As denoted in the comments:
- You don't want to make A a template class.
- You the classes you want to create instances of share a common base class, which is the type of the member pointer as well (precondition for the following!).
So you can make createInternal a template function instead:
template <typename T>
void A::createInternal()
// ^^^ A still is a normal class!
{
m_data = new T();
// (will fail if T is a different type NOT inheriting
// from the base class in question)
}
Side note: Normally, if template functions are provided inside classes, you would have to implement them in the header file (typically at least, there are ways around...), if createInstance is private, though, and you don't call it from public inline functions, you can safely implement it in the source file as well as this file will be the only location the template ever is used.

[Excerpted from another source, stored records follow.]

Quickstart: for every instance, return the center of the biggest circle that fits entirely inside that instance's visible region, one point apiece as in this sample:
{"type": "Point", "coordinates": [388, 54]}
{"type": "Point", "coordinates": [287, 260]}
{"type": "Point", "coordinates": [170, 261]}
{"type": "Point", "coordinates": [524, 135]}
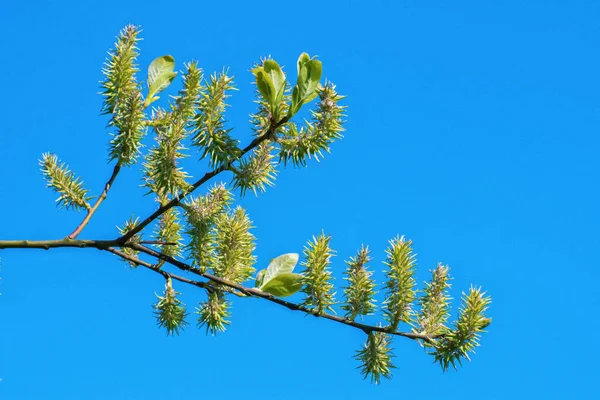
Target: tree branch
{"type": "Point", "coordinates": [91, 211]}
{"type": "Point", "coordinates": [154, 268]}
{"type": "Point", "coordinates": [207, 176]}
{"type": "Point", "coordinates": [108, 245]}
{"type": "Point", "coordinates": [50, 244]}
{"type": "Point", "coordinates": [269, 297]}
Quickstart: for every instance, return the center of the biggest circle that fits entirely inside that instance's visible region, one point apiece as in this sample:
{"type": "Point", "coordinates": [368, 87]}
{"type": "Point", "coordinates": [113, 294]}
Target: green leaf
{"type": "Point", "coordinates": [282, 264]}
{"type": "Point", "coordinates": [305, 90]}
{"type": "Point", "coordinates": [277, 77]}
{"type": "Point", "coordinates": [160, 76]}
{"type": "Point", "coordinates": [265, 85]}
{"type": "Point", "coordinates": [283, 285]}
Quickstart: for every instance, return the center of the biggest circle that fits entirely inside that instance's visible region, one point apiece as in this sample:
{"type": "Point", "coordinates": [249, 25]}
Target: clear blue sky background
{"type": "Point", "coordinates": [472, 128]}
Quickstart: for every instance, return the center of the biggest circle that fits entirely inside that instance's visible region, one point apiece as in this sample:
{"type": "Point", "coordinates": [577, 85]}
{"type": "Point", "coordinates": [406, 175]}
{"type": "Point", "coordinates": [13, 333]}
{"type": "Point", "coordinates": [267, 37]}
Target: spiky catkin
{"type": "Point", "coordinates": [200, 214]}
{"type": "Point", "coordinates": [361, 288]}
{"type": "Point", "coordinates": [316, 280]}
{"type": "Point", "coordinates": [65, 183]}
{"type": "Point", "coordinates": [123, 99]}
{"type": "Point", "coordinates": [256, 172]}
{"type": "Point", "coordinates": [234, 245]}
{"type": "Point", "coordinates": [169, 230]}
{"type": "Point", "coordinates": [210, 134]}
{"type": "Point", "coordinates": [297, 145]}
{"type": "Point", "coordinates": [376, 357]}
{"type": "Point", "coordinates": [400, 284]}
{"type": "Point", "coordinates": [120, 69]}
{"type": "Point", "coordinates": [129, 120]}
{"type": "Point", "coordinates": [163, 174]}
{"type": "Point", "coordinates": [169, 310]}
{"type": "Point", "coordinates": [214, 313]}
{"type": "Point", "coordinates": [189, 95]}
{"type": "Point", "coordinates": [457, 343]}
{"type": "Point", "coordinates": [434, 303]}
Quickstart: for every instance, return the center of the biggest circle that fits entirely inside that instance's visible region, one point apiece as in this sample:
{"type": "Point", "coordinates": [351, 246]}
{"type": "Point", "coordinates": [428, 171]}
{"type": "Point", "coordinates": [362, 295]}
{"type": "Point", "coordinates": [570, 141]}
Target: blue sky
{"type": "Point", "coordinates": [473, 129]}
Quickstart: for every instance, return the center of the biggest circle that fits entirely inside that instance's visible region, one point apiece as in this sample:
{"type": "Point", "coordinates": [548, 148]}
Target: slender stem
{"type": "Point", "coordinates": [207, 176]}
{"type": "Point", "coordinates": [154, 268]}
{"type": "Point", "coordinates": [99, 201]}
{"type": "Point", "coordinates": [50, 244]}
{"type": "Point", "coordinates": [109, 245]}
{"type": "Point", "coordinates": [269, 297]}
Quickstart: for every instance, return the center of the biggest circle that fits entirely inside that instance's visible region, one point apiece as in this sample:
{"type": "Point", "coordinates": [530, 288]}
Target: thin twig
{"type": "Point", "coordinates": [50, 244]}
{"type": "Point", "coordinates": [207, 176]}
{"type": "Point", "coordinates": [99, 201]}
{"type": "Point", "coordinates": [108, 245]}
{"type": "Point", "coordinates": [267, 296]}
{"type": "Point", "coordinates": [154, 268]}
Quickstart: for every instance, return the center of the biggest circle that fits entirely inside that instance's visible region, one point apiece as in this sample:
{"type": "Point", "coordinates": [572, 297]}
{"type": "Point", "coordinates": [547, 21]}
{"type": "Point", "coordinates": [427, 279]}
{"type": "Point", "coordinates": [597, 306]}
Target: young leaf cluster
{"type": "Point", "coordinates": [297, 145]}
{"type": "Point", "coordinates": [278, 278]}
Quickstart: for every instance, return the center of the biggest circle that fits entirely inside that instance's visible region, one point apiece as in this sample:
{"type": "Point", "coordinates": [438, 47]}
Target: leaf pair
{"type": "Point", "coordinates": [309, 74]}
{"type": "Point", "coordinates": [160, 76]}
{"type": "Point", "coordinates": [278, 278]}
{"type": "Point", "coordinates": [270, 80]}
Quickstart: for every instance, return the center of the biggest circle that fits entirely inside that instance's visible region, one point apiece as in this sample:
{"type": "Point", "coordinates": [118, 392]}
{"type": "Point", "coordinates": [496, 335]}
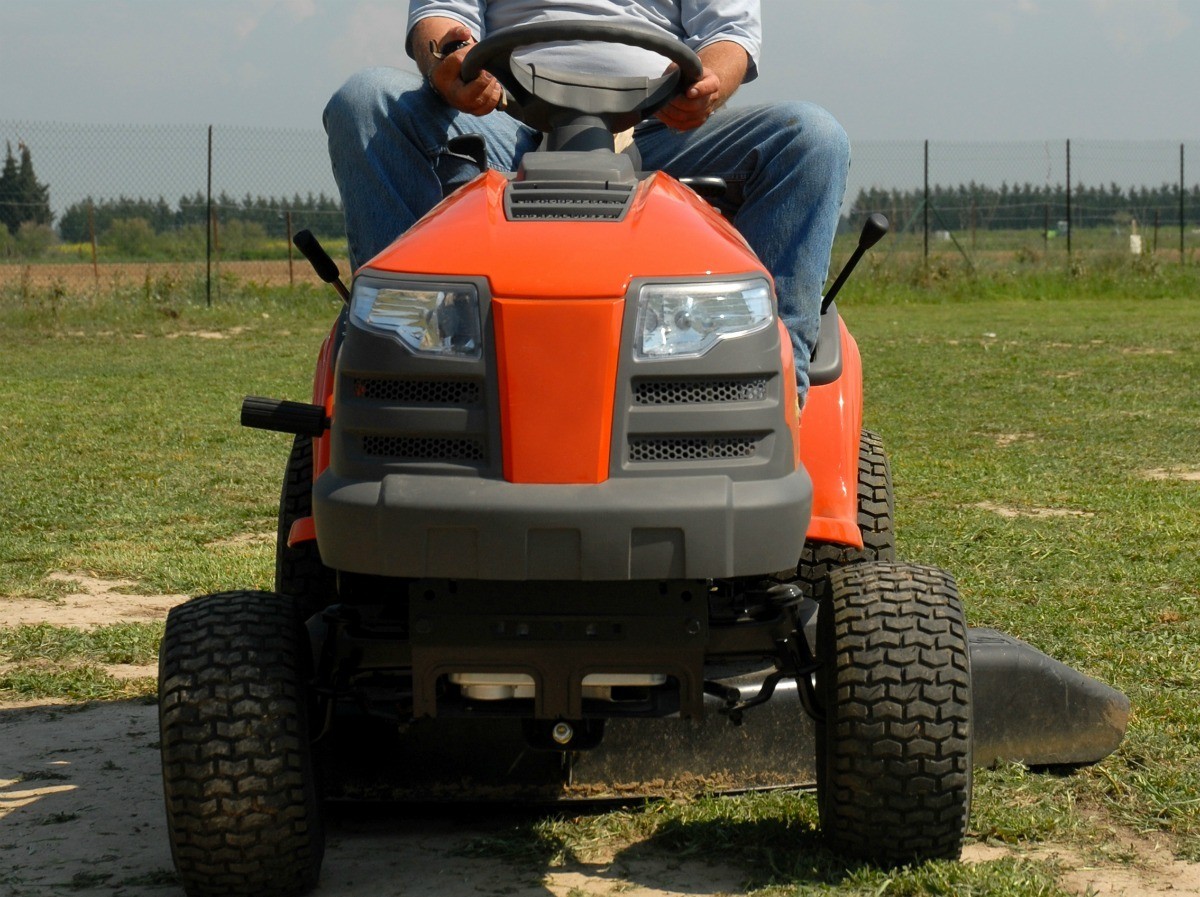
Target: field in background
{"type": "Point", "coordinates": [1043, 431]}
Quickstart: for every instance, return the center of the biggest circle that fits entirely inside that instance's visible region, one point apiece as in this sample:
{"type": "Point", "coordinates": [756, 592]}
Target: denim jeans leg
{"type": "Point", "coordinates": [388, 134]}
{"type": "Point", "coordinates": [789, 162]}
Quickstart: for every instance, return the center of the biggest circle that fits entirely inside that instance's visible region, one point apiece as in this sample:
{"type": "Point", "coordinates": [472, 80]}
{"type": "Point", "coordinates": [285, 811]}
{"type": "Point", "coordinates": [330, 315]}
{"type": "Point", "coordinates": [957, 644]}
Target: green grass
{"type": "Point", "coordinates": [1021, 409]}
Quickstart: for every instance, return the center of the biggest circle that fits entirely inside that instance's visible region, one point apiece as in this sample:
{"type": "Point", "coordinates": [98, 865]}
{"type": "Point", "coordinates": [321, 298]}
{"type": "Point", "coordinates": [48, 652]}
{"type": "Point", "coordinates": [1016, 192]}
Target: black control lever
{"type": "Point", "coordinates": [873, 232]}
{"type": "Point", "coordinates": [324, 266]}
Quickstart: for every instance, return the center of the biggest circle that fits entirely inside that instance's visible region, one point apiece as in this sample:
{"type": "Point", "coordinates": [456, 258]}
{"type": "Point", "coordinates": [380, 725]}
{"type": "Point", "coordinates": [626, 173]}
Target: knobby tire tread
{"type": "Point", "coordinates": [894, 751]}
{"type": "Point", "coordinates": [243, 807]}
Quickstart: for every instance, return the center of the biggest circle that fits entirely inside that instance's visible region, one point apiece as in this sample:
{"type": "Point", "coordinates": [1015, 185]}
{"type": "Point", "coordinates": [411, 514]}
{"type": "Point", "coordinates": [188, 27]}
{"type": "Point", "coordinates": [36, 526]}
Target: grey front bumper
{"type": "Point", "coordinates": [697, 527]}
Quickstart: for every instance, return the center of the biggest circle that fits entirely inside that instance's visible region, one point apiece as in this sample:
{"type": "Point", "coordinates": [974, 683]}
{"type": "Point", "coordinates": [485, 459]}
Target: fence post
{"type": "Point", "coordinates": [287, 218]}
{"type": "Point", "coordinates": [925, 204]}
{"type": "Point", "coordinates": [91, 235]}
{"type": "Point", "coordinates": [1071, 221]}
{"type": "Point", "coordinates": [216, 246]}
{"type": "Point", "coordinates": [208, 236]}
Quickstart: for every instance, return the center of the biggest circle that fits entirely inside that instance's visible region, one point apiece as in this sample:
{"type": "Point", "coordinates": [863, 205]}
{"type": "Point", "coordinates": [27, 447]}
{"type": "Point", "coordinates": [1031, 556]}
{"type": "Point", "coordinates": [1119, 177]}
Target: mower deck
{"type": "Point", "coordinates": [1029, 708]}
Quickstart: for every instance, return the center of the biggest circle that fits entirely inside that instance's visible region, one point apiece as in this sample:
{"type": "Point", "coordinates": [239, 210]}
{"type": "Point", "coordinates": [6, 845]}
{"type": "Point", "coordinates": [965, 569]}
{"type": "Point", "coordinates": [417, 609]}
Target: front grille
{"type": "Point", "coordinates": [688, 392]}
{"type": "Point", "coordinates": [525, 200]}
{"type": "Point", "coordinates": [645, 449]}
{"type": "Point", "coordinates": [423, 449]}
{"type": "Point", "coordinates": [419, 392]}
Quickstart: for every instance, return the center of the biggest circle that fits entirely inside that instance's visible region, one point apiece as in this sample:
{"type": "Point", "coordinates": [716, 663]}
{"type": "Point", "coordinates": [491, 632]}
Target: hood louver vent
{"type": "Point", "coordinates": [525, 200]}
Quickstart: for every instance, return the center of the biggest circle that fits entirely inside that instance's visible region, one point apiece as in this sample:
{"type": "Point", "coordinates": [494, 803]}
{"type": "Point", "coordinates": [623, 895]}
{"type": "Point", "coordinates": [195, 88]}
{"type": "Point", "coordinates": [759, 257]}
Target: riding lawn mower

You can even go a step further and allow to call all possible constructors by use of a variadic template:
template <typename T, typename ... TT>
void A::createInternal(TT&& ... tt)
{
m_data = new T(std::forward(tt)...);
// (will fail, if there is no matching constructor
// for the arguments provided)
}
OK, you now have to specify which instance you want to create:
void A::f()
{
createInternal<B>();
createInternal<C>();
}
I assume this being acceptable as you need to be able to tell somehow which type you actually want to create.
The alternative would be different functions for different classes (createInternalB, createInternalC), but that certainly is less elegant.
Side note:
Is it possible??
Even if your classes did not share a common base class, you still could store your objects created in a std::variant or, if you happen to compile pre-C++11, even in a union (but you need to take care yourself about which type actually is stored – in this respect, std::variant is just much safer, so prefer it whenever possible).
Update on new comments:
If you want to be able to create arbitrary objects within A without having to know which one actually is created, now offering two further alternatives:
In first variant you could make createInternal virtual in A (possibly even pure virtual) and then override in derived classes to provide the objects suiting your needs.
In second variant you provide an instance of some object provider class; assuming D is the base class of both B : public D and A : public D, so then the solution might look similar to this:
class A
{
public:
class ObjectProvider
{
public:
virtual ~ObjectProvider() = default;
public: virtual D* createInstance() = 0;
};
template <typename T>
class TheObjectProvider : public ObjectProvider
{
public:
D* createInstance() override
{
return new T();
}
};
A(std::unique_ptr<ObjectProvider> p)
: objectProvider(std::move(p))
{ }
private:
std::unique_ptr<ObjectProvider> objectProvider;
std::unique_ptr<D> m_data;
void createInternal()
{
m_data = objectProvider->createInstance();
}
};
Usage:
A ab(std::make_unique<A::ObjectProvider<B>());
// your own custom object provider:
class OP : public A::ObjectProvider
{
public:
C* createInstance() override { return new C(); }
};
A ac(std::make_unique<OP>());
The std::unique_ptr as parameter (although in general, it is not recommended to use smart pointers for) now has an important function: It indicates that the class will take ownership of the object passed, i. e. is a sink in Herb Sutter's wording – see his GotW91).
If you have a most commonly used data type (e. g. B), you could provide an overloaded default constructor providing an object provider for this type (or possibly the base type D, if not being abstract).